- Aave DAO is considering making its buyback programme permanent.
- The cooperative would allocate $50 million per year to purchasing the Aave token.
- A six-month pilot programme has lost money so far.
Aave DAO could make its token buyback programme permanent under a proposal from one of the cooperative’s most influential members.
Aave Chan Initiative has proposed using $50 million per year to buy back the Aave governance token.
It’s the latest signal that crypto organisations are increasingly focused on rewarding their investors.
The buyback proposal prompted a brief rally in the Aave token’s price on Wednesday. But the rally stalled after Reuters reported US President Donald Trump is considering limiting the export of US software to China, reigniting fears of a trade war and prompting a market-wide selloff.
The proposal comes as analysts mount scepticism over buyback schemes’ success. In March, a report from crypto research firm Messari also argued that there was “no clear evidence that the market rewards these initiatives.”
This week, market maker Keyrock offered a similar conclusion in a new report.
A $1.7 million loss
Aave Chan Initiative is a major delegate in Aave DAO, the digital cooperative that controls the Aave lending protocol.
That protocol is the largest in decentralised finance, according to DefiLlama data, with more than $36 billion in user deposits.
Aave is approaching the end of a six-month pilot in which it bought back AAVE tokens at a rate of about $1 million per week.
Under ACI’s proposal, a permanent buyback programme would maintain that rate, buying between $250,000 and $1.75 million in tokens weekly based on market conditions, token price volatility, and protocol revenue.
The token has surged more than 50% since Aave began its buyback pilot on April 9, though its value has steadily declined since hitting an eight-month high of $367 in August.
The Aave DAO has lost about $1.7 million, or 7%, on the buyback programme so far, according to data provider TokenLogic.
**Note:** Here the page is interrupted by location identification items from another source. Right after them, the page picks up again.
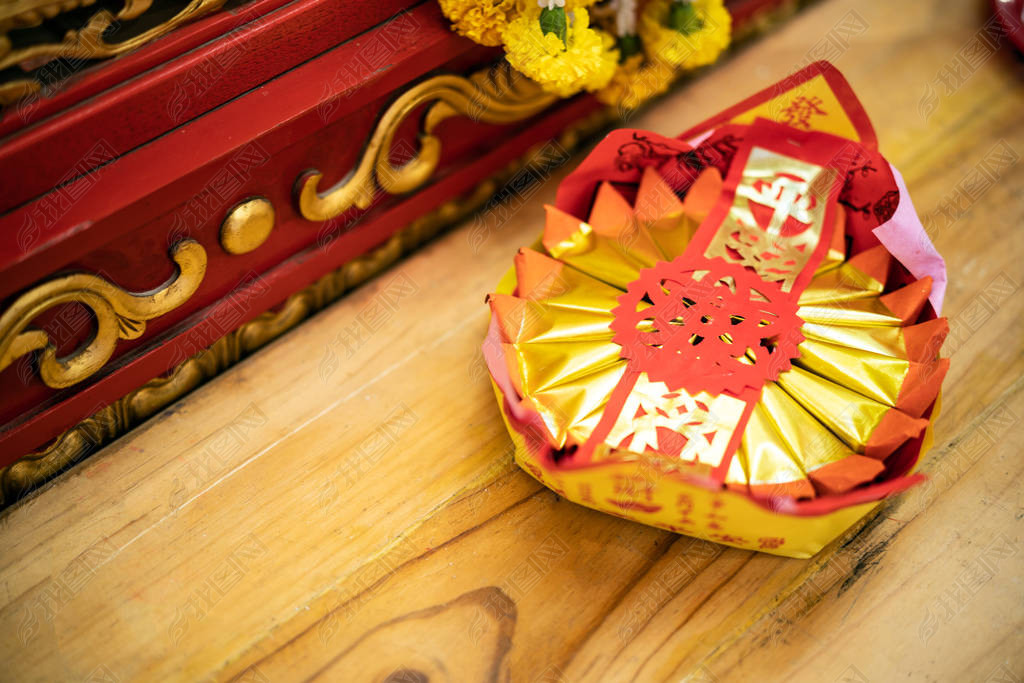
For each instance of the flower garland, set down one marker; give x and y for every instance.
(623, 52)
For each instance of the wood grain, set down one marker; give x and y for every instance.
(343, 505)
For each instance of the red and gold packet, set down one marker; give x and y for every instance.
(713, 337)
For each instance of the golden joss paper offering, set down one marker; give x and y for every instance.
(732, 334)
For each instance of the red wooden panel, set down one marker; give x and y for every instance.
(259, 44)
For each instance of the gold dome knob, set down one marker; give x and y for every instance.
(247, 225)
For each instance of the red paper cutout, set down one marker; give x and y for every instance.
(701, 325)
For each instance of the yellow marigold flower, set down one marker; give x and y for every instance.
(586, 61)
(709, 36)
(635, 82)
(480, 20)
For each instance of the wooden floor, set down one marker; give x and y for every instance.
(348, 509)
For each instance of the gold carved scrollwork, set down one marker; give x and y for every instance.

The DAO has spent about $24.7 million to buy almost 106,000 Aave tokens at an average price of $234. Those tokens are now worth $23 million.
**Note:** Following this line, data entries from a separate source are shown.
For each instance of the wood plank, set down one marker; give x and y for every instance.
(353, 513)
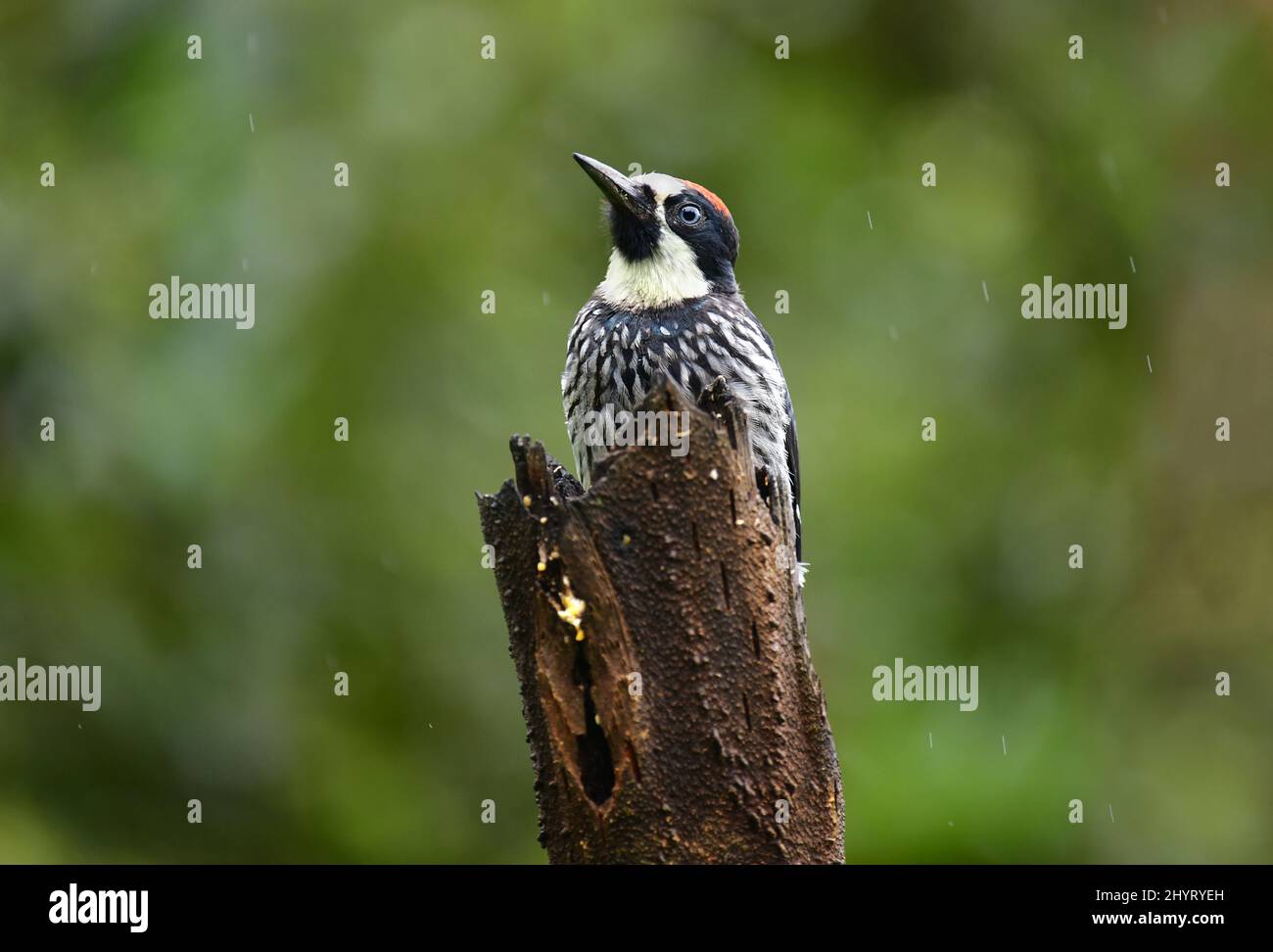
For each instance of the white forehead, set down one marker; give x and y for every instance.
(661, 183)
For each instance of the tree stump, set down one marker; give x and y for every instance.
(658, 636)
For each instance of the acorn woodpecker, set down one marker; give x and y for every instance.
(670, 303)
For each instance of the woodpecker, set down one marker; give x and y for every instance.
(670, 303)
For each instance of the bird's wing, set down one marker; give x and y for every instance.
(793, 468)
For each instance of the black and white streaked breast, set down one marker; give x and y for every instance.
(614, 354)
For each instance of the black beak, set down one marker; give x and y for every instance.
(620, 190)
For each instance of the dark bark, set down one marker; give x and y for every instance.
(687, 714)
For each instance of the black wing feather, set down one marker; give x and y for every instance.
(793, 468)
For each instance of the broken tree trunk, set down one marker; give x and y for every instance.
(658, 636)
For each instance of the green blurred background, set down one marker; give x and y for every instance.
(364, 556)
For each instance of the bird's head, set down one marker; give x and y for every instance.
(674, 241)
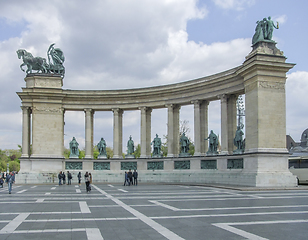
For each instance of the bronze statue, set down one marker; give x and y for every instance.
(130, 146)
(238, 140)
(213, 143)
(156, 147)
(74, 148)
(55, 59)
(264, 30)
(102, 148)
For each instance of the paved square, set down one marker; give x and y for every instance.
(151, 212)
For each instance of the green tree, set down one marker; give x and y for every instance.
(82, 154)
(184, 128)
(14, 166)
(137, 152)
(109, 152)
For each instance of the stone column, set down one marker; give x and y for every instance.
(265, 103)
(197, 127)
(231, 108)
(224, 124)
(264, 77)
(117, 132)
(26, 123)
(88, 133)
(173, 130)
(203, 126)
(145, 133)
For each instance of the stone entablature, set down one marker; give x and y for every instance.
(261, 78)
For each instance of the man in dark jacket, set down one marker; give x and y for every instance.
(10, 179)
(135, 176)
(69, 178)
(130, 177)
(60, 177)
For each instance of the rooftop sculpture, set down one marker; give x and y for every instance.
(264, 30)
(54, 65)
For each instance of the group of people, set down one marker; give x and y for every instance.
(9, 178)
(131, 178)
(88, 179)
(62, 178)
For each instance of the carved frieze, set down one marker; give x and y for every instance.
(272, 85)
(47, 110)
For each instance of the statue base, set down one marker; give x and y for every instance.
(211, 154)
(238, 151)
(266, 47)
(184, 155)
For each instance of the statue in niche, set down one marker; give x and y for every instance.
(54, 65)
(184, 143)
(130, 148)
(156, 147)
(57, 57)
(102, 148)
(264, 30)
(74, 148)
(213, 143)
(238, 140)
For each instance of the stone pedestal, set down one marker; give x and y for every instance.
(266, 158)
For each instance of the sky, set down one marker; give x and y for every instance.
(123, 44)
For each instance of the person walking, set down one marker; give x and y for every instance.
(69, 178)
(135, 176)
(10, 179)
(126, 182)
(63, 177)
(90, 176)
(87, 181)
(130, 177)
(79, 178)
(60, 178)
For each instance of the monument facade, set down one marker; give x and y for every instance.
(263, 163)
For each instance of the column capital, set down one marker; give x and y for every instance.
(200, 102)
(172, 106)
(117, 110)
(223, 97)
(26, 108)
(88, 110)
(145, 109)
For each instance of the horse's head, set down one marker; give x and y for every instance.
(20, 53)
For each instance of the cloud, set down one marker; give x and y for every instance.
(238, 5)
(114, 45)
(296, 103)
(280, 19)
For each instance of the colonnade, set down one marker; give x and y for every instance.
(228, 128)
(261, 78)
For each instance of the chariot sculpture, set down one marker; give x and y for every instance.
(54, 65)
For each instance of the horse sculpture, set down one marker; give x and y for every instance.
(32, 63)
(54, 65)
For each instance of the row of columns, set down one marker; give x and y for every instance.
(228, 128)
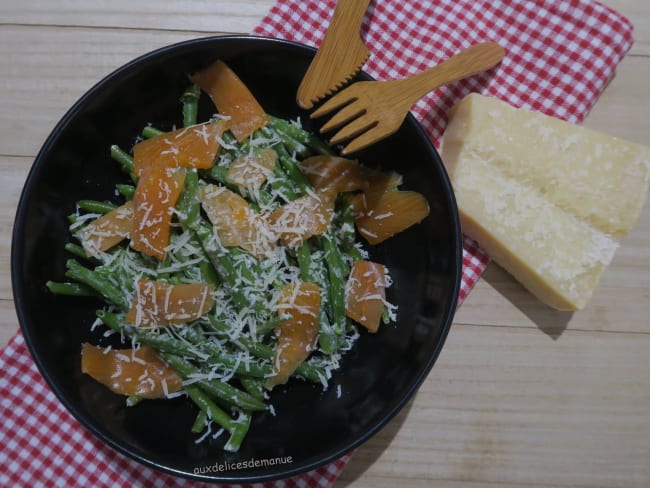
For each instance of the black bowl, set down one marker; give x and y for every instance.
(312, 427)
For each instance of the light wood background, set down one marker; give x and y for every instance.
(521, 396)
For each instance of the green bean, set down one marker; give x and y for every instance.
(213, 412)
(190, 100)
(337, 273)
(241, 426)
(290, 166)
(254, 387)
(218, 389)
(70, 289)
(96, 206)
(200, 421)
(301, 135)
(124, 159)
(98, 282)
(257, 349)
(78, 251)
(293, 145)
(166, 343)
(231, 270)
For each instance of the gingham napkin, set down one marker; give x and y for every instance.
(561, 54)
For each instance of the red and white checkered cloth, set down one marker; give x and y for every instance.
(561, 54)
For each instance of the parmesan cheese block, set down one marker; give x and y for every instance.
(548, 200)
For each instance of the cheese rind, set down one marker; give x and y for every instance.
(547, 200)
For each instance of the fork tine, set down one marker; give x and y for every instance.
(353, 129)
(372, 135)
(337, 101)
(343, 116)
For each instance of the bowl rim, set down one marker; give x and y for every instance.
(288, 470)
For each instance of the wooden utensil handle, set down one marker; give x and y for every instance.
(473, 60)
(350, 11)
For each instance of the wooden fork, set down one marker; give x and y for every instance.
(373, 110)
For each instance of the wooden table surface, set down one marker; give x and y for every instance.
(521, 396)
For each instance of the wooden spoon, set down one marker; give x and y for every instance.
(340, 55)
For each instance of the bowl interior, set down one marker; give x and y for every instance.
(310, 426)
A permanent programme would continue to fund the buyback using protocol revenue. And Aave is awash in money.
Aave has generated about $108 million in revenue this year, according to TokenLogic. In all of 2024, it earned $90 million in revenue.
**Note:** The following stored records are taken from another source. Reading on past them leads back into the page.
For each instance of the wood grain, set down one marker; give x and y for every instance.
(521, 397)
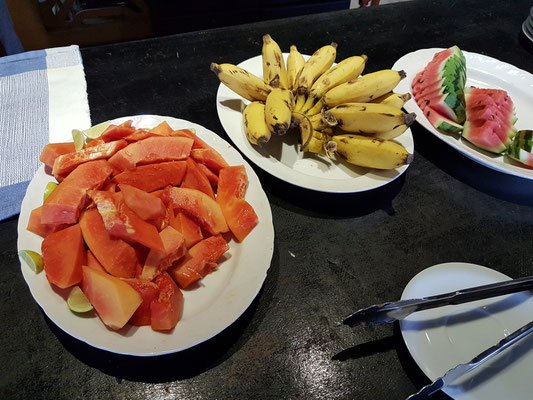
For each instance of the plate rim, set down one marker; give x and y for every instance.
(417, 279)
(267, 237)
(290, 175)
(477, 155)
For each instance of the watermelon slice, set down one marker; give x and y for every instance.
(521, 149)
(440, 85)
(489, 119)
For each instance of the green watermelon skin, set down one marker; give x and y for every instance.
(521, 149)
(490, 119)
(441, 83)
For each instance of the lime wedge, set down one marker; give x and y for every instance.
(50, 186)
(77, 302)
(94, 132)
(79, 139)
(33, 259)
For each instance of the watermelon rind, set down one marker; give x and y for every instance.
(441, 84)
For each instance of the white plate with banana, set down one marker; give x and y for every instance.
(288, 123)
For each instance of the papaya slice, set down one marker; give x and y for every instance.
(199, 207)
(238, 213)
(153, 176)
(195, 179)
(113, 299)
(67, 162)
(53, 150)
(159, 261)
(121, 222)
(62, 264)
(152, 150)
(65, 202)
(166, 310)
(200, 260)
(149, 292)
(116, 256)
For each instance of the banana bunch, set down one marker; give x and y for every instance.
(336, 109)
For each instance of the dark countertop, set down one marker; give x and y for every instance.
(333, 254)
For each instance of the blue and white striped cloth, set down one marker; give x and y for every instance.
(43, 96)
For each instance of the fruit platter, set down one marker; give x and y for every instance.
(285, 112)
(109, 231)
(480, 106)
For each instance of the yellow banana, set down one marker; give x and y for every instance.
(299, 102)
(365, 88)
(242, 82)
(318, 122)
(295, 62)
(305, 127)
(274, 71)
(278, 110)
(255, 126)
(367, 117)
(368, 152)
(348, 69)
(393, 99)
(316, 65)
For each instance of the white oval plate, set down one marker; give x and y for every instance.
(220, 299)
(483, 72)
(281, 158)
(441, 338)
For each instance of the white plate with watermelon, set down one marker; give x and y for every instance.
(216, 303)
(482, 72)
(443, 337)
(282, 159)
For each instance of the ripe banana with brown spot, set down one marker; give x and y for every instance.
(278, 110)
(295, 62)
(364, 88)
(305, 127)
(367, 117)
(346, 70)
(242, 82)
(393, 99)
(318, 122)
(274, 71)
(255, 126)
(368, 152)
(316, 65)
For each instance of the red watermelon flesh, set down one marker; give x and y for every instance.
(484, 135)
(440, 122)
(489, 113)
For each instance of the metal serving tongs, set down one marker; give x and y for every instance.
(393, 311)
(462, 369)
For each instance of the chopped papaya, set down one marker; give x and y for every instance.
(159, 261)
(65, 202)
(116, 256)
(121, 222)
(166, 310)
(238, 213)
(210, 158)
(195, 179)
(53, 150)
(188, 228)
(200, 207)
(199, 261)
(62, 264)
(149, 292)
(153, 176)
(145, 205)
(36, 226)
(67, 162)
(113, 299)
(152, 150)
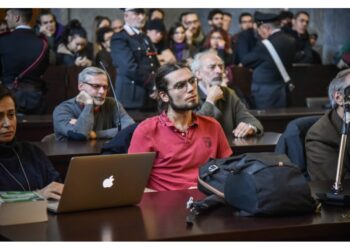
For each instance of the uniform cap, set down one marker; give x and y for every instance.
(261, 17)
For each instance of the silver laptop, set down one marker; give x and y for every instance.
(103, 181)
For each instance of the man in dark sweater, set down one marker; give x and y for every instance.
(90, 115)
(221, 102)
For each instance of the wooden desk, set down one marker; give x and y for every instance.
(161, 216)
(265, 143)
(60, 153)
(277, 119)
(33, 127)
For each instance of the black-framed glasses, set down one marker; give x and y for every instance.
(97, 86)
(183, 85)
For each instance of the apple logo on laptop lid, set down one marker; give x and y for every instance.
(108, 182)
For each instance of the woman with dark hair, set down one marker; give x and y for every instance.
(23, 166)
(73, 48)
(218, 40)
(177, 43)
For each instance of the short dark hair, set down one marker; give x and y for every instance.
(100, 33)
(150, 12)
(26, 14)
(227, 14)
(213, 12)
(73, 28)
(161, 81)
(243, 15)
(4, 92)
(302, 12)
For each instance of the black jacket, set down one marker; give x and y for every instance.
(265, 69)
(37, 167)
(18, 50)
(135, 58)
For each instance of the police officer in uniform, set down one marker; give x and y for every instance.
(23, 61)
(268, 88)
(136, 61)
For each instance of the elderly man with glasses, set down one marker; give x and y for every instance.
(91, 114)
(182, 140)
(221, 102)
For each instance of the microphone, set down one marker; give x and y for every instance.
(119, 123)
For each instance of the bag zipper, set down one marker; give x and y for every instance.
(210, 188)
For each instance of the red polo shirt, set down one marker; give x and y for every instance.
(179, 154)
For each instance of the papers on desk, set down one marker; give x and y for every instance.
(18, 207)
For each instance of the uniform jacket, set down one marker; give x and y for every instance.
(135, 58)
(322, 148)
(268, 87)
(229, 112)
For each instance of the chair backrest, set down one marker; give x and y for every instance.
(317, 102)
(49, 138)
(292, 141)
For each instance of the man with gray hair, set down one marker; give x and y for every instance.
(221, 102)
(90, 115)
(323, 138)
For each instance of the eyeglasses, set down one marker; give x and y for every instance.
(183, 85)
(97, 86)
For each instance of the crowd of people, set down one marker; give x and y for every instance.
(183, 72)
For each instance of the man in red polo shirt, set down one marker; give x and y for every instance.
(182, 140)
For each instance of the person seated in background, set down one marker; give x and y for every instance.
(117, 25)
(73, 49)
(104, 36)
(182, 140)
(221, 102)
(156, 14)
(322, 141)
(226, 22)
(194, 34)
(52, 30)
(99, 22)
(218, 41)
(90, 115)
(3, 27)
(156, 32)
(177, 44)
(23, 166)
(300, 23)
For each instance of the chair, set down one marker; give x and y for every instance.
(317, 102)
(292, 141)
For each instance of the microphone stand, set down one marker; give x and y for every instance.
(337, 196)
(119, 123)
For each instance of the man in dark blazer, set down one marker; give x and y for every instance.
(136, 61)
(268, 87)
(322, 141)
(23, 52)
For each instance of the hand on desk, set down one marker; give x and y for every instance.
(244, 129)
(52, 191)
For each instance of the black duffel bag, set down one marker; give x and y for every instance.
(263, 184)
And the Aave DAO holds about $268 million in crypto, about half of it denominated in AAVE and the other half in various other cryptocurrencies.
“The Aave Protocol has demonstrated strong revenue generation and treasury growth,” the ACI wrote in the Aave governance forum.
“With the expiry of the existing buyback initiative, and the strong success of the programme, we think it is an opportune time to enshrine a buyback programme to further enhance Aavenomics.”
Buybacks and fee switches
Buybacks and other value-boosting plays have become increasingly popular in DeFi.
Many DeFi tokens did little more than offer their investors an opportunity to participate in crypto cooperatives known as DAOs. But token holders’ participation has often been alarmingly low, suggesting would-be investors needed a better reason to buy.
Over the past year, DAOs have increasingly turned to two value-boosting plays: buybacks and so-called fee switches.
DYdX, Hyperliquid, Renzo, and Jito have all implemented or considered buyback programmes this year.
Ethena, Uniswap, and Arbitrum have all considered flipping a fee switch that would direct a portion of protocol revenue to certain tokenholders.
But not every DeFi founder is on board with the push to redistribute protocol revenue.
“Would a high-growth startup distribute revenue to shareholders instead of reinvesting in expansion? The answer is almost universally no,” Morpho founder Paul Frambot said in June.
“It even took many of the largest tech companies, including Meta and Alphabet, 10 to 20 years before they started distributing dividends.”